Une question de proportionnalité

Entre la liberté de soin et les dispositifs à devoir mettre en place pour lutter contre le Covid-19, le passeport vaccinal, comme le CST, sont des mesures controversées. C’est ainsi que depuis le mois de mai 2021 dernier (https://www.coe.int/en/web/human-rights-rule-of-law/-/-vaccine-pass-a-new-statement-of-the-committee-on-bioethics-underlined-the-human-rights-challenges), le Comité de bioéthique du Conseil de l’Europe appelle à une réflexion plus approfondie sur les défis posés par les mesures prises pour garantir la promotion et la protection des droits de l’homme et des libertés fondamentales de tous les individus.

Le Comité invite ainsi à faire la distinction entre les objectifs médicaux et ceux non médicaux de l’utilisation de ces « laissez-passer », en tenant compte des connaissances scientifiques encore limitées sur le virus et ses variants. Une position que partage maître Etienne Wery, avocat spécialisé en droit de l’innovation et des nouvelles technologies. « le droit est porteur de principes. La proportionnalité en est un. Tout est donc, en l’espèce, une question de proportionnalité entre la restriction imposée et le but à atteindre, soit la limitation de la propagation du virus », nous confirme-t-il. « Mais, le problème premier auquel nous sommes confrontés, depuis le début de cette pandémie, c’est que l’on travaille essentiellement avec des hypothèses épidémiologiques.
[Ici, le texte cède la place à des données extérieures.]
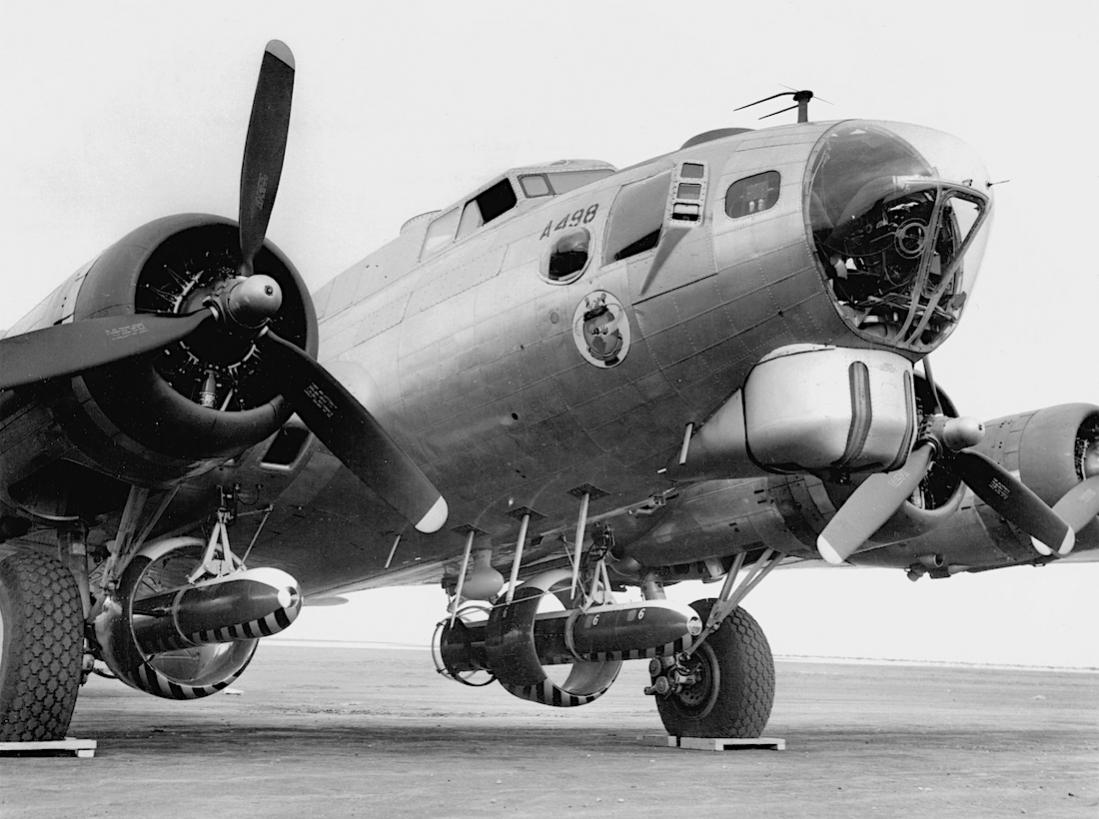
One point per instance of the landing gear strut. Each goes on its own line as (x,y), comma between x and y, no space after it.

Il est donc difficile d’apprécier le critère de proportionnalité ».

Une démarche politique

Du côté scientifique, pour l’épidémiologiste Yves Coppieters, « l’extension d’un CST à l’HoReCa et aux salles de sport est une erreur et cela le serait à l’identique pour le monde de l’entreprise. La population pense, à tort, être à l’abris du virus grâce à ce sésame. Cela crée un faux sentiment de sécurité », nous explique-t-il.
« Après 20 mois de recul, on sait à présent qu’être vacciné n’empêche ni d’être contaminant ni de tomber malade, même si avec des formes moins graves. Il faut donc continuer, même vaccinés, à sensibiliser au respect des mesures sanitaires. On manque d’évidence scientifique sur la stratégie du pass sanitaire, alors qu’il y a une évidence scientifique sur l’efficacité des protocoles sanitaires existants, masques, distanciation sociale et ventilation. Le CST est selon moi une démarche purement politique pour augmenter la couverture vaccinale, mais ce n’est pas une démarche sanitaire. On se détourne des priorités. Tous à la vaccination n’est pas la solution miracle ».

Si en Italie, l’introduction du pass sanitaire obligatoire au travail a, dans un premier temps, donné un coup d’accélérateur au rythme des vaccinations. Depuis, les injections des premières doses commencent à ralentir et les secondes doses ne suivent pas.